Frankie (born 1 July 2025) is a Caribbean flamingo who garnered attention in November 2025 when she disappeared from the zoo in Cornwall, England, where she had been born. After a six-day search, Frankie was located in France.

== Early life ==
Frankie was born at Paradise Park Wildlife Sanctuary in Hayle, Cornwall, in on 1 July 2025. Her right wing was clipped shortly after her birth. She was the second flamingo born at the zoo, where she was raised by her parents in a walled garden.

== Disappearance and discovery ==
Between 08:00 and 08:20 GMT on 2 November 2025, Frankie, then aged four months old, disappeared from her enclosure at Paradise Park. While clipped birds cannot take flight, clipping does not prevent them from flying once airborne, with it hypothesised that Frankie may have been "jumping up and down" and "stretching and flapping" her wings when she was caught by a gust of wind.

Following her disappearance, zookeepers alerted the local Cornish media, who asked the public to share any potential sightings, as well as asking for information to be shared on Facebook. The search was complicated by the recent release of a white stork in northern England, with many reports erroneously identifying the stork as Frankie. The only confirmed sighting of Frankie was a photograph taken by a local resident in Porthtowan at around 10:15 towards the Hayle Estuary, leading to concerns she may have been pulled out over the Atlantic Ocean by the air stream.
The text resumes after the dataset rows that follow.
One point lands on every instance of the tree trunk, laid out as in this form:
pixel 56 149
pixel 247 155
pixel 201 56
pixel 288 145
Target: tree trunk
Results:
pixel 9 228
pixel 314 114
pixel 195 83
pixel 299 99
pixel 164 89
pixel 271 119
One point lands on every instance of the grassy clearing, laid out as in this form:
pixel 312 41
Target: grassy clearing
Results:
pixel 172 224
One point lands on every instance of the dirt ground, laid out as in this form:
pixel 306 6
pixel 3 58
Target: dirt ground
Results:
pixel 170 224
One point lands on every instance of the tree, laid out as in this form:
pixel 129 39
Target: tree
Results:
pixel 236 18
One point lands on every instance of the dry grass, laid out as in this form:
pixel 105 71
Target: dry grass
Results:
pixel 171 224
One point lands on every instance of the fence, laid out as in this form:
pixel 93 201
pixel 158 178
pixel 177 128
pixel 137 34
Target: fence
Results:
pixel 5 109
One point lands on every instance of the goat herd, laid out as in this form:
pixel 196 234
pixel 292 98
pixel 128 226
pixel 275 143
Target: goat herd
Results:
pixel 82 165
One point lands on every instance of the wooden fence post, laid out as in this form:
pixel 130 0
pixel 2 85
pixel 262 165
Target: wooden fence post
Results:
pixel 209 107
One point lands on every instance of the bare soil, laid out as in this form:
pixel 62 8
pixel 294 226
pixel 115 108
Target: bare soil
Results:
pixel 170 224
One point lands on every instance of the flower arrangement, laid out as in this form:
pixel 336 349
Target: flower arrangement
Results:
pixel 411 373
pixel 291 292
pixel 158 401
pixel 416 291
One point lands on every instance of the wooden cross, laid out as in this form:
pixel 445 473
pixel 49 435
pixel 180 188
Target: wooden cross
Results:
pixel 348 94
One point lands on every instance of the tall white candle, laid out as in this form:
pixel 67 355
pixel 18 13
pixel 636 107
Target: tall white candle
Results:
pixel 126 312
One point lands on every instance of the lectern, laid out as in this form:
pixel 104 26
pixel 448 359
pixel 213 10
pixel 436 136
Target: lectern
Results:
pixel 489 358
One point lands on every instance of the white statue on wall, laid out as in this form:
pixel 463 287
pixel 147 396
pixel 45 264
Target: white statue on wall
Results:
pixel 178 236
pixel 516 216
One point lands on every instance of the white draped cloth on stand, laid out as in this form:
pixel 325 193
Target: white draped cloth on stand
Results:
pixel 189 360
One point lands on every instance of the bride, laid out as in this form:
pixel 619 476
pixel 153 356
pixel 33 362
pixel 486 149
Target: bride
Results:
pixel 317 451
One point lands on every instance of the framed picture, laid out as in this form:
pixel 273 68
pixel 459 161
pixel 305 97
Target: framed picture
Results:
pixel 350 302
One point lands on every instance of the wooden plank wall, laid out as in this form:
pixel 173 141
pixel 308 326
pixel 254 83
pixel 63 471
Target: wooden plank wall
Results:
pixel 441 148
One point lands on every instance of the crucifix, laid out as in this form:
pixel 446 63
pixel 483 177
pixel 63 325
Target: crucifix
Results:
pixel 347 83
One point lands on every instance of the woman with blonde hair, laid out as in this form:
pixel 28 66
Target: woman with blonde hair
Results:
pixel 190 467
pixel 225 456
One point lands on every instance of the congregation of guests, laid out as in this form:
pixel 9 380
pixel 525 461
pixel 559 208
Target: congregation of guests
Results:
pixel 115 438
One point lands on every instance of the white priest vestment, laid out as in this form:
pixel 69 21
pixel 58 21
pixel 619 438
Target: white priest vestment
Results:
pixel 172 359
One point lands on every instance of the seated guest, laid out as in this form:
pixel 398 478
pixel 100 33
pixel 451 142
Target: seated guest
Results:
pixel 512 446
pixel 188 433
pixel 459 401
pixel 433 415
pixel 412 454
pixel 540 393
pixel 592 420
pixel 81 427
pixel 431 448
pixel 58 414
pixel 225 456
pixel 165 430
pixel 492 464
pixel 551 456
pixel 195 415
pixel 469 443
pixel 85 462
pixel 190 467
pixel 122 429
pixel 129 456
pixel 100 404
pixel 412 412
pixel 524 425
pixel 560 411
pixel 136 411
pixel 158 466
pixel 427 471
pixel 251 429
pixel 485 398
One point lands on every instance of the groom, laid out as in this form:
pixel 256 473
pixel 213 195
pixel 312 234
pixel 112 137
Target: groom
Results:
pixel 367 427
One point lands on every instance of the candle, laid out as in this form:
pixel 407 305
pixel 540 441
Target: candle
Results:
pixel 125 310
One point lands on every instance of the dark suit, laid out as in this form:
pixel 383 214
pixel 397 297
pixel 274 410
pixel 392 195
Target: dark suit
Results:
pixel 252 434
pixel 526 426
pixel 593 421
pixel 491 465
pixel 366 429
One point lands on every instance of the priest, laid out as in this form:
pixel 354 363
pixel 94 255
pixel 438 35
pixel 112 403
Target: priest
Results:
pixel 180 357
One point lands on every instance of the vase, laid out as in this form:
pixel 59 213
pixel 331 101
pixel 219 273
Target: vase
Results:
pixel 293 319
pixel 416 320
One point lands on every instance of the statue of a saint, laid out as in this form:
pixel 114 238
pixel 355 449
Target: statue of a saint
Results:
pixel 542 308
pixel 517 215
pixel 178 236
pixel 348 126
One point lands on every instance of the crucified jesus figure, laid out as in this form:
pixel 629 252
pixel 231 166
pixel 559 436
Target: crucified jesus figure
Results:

On 9 November 2025, a French citizen reported seeing a flamingo on Île Aganton, an island off the north coast of France, on 3 November, 120 miles away from Paradise Park, on the Breton coast. A pair of images were subsequently taken of a flamingo at Plage de Keremma in Goulven, around 30 miles away, by Mickaël Belliot of Finistère, which were shared with Paradise Park. She was also seen in Kerlouan on 8 November.

David Woolcock, a curator at Paradise Park, later stated it was "unlikely" Frankie would be returned to the United Kingdom, citing complications with animals crossing the France–United Kingdom border following Brexit, in addition to the heightened risk that Frankie could have contracted bird flu during her travels. He expressed hope that Frankie would a join a flock of wild flamingos, such as at the Parc naturel régional de Camargue in southern France.

On 30 July 2026, a flamingo chick and sibling to Frankie hatched at Paradise Park.